Franz and Mary Ann birthed four and raised five children (William Mills, Frank "Fred", Mary Ellen, and Charles) in YS in the tavern and the King house and adopted and raised niece Mary Cliffford Sroufe in 1862 after Mary Ann's brother Francis and his wife Mary Tytor were killed in an accident. 

Franz became a baker for the Y.S community and the Antioch College in 1852.  He and his sons also became coal and brick purveyors, supplying the public school with free coal for heat every winter. Franz was a proud and active member of the Yellow Springs community, serving on the Village Council for thirty years, was an active and esteemed member of the community and was an active member of the Y.S. Methodist congregation. Franz passed peacefully after a brief illness in the brick King house about 7:00 pm on New Year's Day 1894. Mary Ann, a prominent woman of the community lived at the King house and was an active member of Yellow Springs and the Methodist congregation until her passing January 2. 1897. She and Franz willed all property, furniture, wood, coal, brick and money to Charles, Mary Ellen, William, Frank and Frank's eldest daughter Lydia Myrtle Hafner.  Both Franz and Mary Ann are buried in Glen Forest Cemetery in Yellow Springs.

       The Trail Tavern building was a restaurant for as long as we can determine in between Franz and Mary Ann's death and now. The building and its surrounding lots were willed to the Hafner children and the eldest grand daughter (Frank and his wife  Josephine's daughter) Lydia Myrtle King (why the King house and yard are known as such). While they all kept the land and buildings in their possession none of them lived in or ran a business out of any of the buildings much past Frank and Mary Ann's deaths. Myrtle willed the properties to her son's Sydney and Kenneth. Sydney and Kenneth sold the properties as a whole after 1955 before they and their mother's death in the 50's. While the properties have only had a few owners since then the Ye Olde Trail Tavern business has been sold several times until 1980 when Mr.Hart bought it. His daughter bought it from him in 1986 and she sold the business and building to the present owners. 

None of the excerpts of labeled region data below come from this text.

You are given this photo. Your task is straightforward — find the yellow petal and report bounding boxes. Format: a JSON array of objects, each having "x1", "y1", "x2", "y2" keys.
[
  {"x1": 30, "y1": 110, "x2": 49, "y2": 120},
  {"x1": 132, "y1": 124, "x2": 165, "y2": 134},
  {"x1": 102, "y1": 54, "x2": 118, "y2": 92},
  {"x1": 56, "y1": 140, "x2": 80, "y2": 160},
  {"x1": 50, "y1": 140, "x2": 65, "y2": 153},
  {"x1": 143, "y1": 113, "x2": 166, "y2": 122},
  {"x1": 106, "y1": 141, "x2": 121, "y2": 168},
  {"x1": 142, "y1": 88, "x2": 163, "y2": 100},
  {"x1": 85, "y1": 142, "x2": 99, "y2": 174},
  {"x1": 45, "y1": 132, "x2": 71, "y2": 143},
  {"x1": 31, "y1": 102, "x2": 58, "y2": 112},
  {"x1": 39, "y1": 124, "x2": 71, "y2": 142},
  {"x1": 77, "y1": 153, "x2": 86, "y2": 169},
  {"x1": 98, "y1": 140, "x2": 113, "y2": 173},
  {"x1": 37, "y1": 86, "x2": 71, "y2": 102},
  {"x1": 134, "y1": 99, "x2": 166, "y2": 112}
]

 William Mills Hafner, named after the William Mills of Yellow Springs fame was born in May of 1844, he joined the Union Army in May of 1862 serving in the A company of the 154th regiment as a Private was discharged in Sept. of 1862, reenlisted 5/64 and re-discharged 9/64. In August of 1873 William married Hattie Birch from New York, in 1874 they had a daughter, Nettie. Some time between '74 and '80 Hattie's parents and family moved to Fawn River MI. Hattie and Nettie followed them and never returned. In 1884 William graduated from Cincinnati College of Medicine and Surgery. He returned to Yellow Springs and married Rebecca Alma Shook. They were married November 18, 1896 when she was 30 and he was 52. They lived in a small brick home on Dayton St. for the rest of their lives. William practiced as a general practitioner physician locally and Rebecca kept home. William died November 18, 1923, he was 79 and was interred at Glen Forest Cemetery. Rebecca died at home on June 29, 1940 when she was 74. He was laid to rest next to William in Glen Forest.